Editing AI-Generated Evals

How to review and improve your generated test cases

Why you should review generated evals

agentura generate creates a strong starting point, but AI-generated cases usually need a short review. The two common issues are overly specific expected values and expected values that are too vague to catch regressions.

Spend 5 minutes reviewing evals/accuracy.jsonl after generation. It pays off quickly.

Understanding the JSONL format

jsonl

{"input": "how do I reset my password?", "expected": "password reset"}
{"input": "what payment methods do you accept?", "expected": "credit card"}

Each line is one test case. input is sent to your agent. expected is what the response must contain to pass.

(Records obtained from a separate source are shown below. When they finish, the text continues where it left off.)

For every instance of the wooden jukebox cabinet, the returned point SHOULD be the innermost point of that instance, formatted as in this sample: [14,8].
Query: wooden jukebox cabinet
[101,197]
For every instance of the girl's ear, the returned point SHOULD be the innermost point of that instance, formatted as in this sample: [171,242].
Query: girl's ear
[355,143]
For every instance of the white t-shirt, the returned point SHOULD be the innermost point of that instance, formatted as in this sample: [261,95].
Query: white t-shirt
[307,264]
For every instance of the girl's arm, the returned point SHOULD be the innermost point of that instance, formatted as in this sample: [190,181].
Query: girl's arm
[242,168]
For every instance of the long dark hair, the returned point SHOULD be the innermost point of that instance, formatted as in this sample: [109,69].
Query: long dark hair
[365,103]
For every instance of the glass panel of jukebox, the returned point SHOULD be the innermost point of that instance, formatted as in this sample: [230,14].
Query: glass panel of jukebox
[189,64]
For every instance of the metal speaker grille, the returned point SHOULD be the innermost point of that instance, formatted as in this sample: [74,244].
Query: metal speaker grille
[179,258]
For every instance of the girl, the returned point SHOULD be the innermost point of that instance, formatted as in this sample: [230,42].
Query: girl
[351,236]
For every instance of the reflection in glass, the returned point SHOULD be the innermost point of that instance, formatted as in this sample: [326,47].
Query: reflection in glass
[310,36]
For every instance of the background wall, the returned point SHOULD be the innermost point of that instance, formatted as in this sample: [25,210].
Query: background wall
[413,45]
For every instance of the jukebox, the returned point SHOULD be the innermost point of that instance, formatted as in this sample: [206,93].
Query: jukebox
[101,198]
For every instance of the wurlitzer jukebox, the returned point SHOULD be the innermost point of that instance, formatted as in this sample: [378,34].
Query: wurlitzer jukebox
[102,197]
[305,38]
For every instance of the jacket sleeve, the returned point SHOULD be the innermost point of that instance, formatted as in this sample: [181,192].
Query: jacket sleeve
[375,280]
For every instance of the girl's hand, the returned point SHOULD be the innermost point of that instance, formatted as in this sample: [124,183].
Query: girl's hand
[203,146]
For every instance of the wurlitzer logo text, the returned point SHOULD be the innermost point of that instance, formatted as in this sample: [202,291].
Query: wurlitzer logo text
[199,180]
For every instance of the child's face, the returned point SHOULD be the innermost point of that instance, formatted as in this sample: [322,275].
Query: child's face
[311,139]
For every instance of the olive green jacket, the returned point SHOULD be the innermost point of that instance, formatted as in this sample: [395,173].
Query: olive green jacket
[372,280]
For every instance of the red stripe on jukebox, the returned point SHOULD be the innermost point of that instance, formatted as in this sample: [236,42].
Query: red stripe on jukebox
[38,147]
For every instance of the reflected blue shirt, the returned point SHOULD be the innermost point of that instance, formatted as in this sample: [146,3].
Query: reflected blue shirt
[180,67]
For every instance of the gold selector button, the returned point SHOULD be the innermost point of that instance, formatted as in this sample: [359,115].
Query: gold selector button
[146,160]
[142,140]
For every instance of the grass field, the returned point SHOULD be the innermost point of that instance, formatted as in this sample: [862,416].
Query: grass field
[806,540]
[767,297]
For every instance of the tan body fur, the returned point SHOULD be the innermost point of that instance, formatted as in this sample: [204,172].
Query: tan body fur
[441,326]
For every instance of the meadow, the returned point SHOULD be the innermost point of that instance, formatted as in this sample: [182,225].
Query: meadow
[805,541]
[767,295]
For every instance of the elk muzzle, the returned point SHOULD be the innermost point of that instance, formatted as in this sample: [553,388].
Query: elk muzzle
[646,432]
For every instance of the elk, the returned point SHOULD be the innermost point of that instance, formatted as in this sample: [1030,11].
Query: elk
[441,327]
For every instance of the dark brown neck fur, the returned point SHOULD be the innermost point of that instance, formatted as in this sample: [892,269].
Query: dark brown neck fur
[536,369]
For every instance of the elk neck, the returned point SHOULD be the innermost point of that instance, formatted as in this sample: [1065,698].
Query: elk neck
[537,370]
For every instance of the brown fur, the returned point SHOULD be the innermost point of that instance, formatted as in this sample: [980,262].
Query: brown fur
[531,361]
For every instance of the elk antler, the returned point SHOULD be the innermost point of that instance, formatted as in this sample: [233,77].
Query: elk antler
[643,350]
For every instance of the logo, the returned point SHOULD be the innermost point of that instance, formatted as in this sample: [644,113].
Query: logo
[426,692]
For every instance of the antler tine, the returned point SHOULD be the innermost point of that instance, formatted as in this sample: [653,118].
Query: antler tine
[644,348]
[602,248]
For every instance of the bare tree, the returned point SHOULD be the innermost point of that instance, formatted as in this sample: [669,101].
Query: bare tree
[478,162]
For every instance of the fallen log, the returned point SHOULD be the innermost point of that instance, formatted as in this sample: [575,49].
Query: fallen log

Scorer types and when to use each

Scorer	How it works	Best for
exact_match	Response must equal expected exactly	Structured outputs, numbers, yes/no answers
fuzzy	Response must contain expected as a substring	Most use cases - recommended default
semantic_similarity	Scores semantic closeness	When wording varies but meaning should match

The default scorer is fuzzy. Change it in agentura.yaml:

yaml

evals:
  - name: accuracy
    type: golden_dataset
    dataset: ./evals/accuracy.jsonl
    scorer: fuzzy        # or exact_match, semantic_similarity
    threshold: 0.8

Common edits to make

Expected value too rigid

Before: {"input": "how do I cancel?", "expected": "to cancel your subscription, navigate to settings"}
After: {"input": "how do I cancel?", "expected": "cancel"}

With fuzzy scoring, check that the key concept appears.

Expected value too vague

Before: {"input": "what is 2+2", "expected": "number"}
After: {"input": "what is 2+2", "expected": "4"}

Be specific enough to catch incorrect answers.

Add edge cases manually

Generated cases cover happy paths well but often miss weird inputs. Add a few:
{"input": "asdfjkl;", "expected": "I don't understand"}
{"input": "", "expected": "please provide a message"}

Editing the quality rubric

evals/quality-rubric.md defines what "good" means for llm_judge. Keep criteria specific and testable.

Threshold tuning

Threshold is the minimum passing score (0.0 to 1.0). Start with 0.8 and tune from real runs:

Too many false failures: lower to 0.7
Missing real regressions: raise to 0.9

Running locally to validate

bash

agentura run

Run this after editing to confirm scores match your expectations before pushing.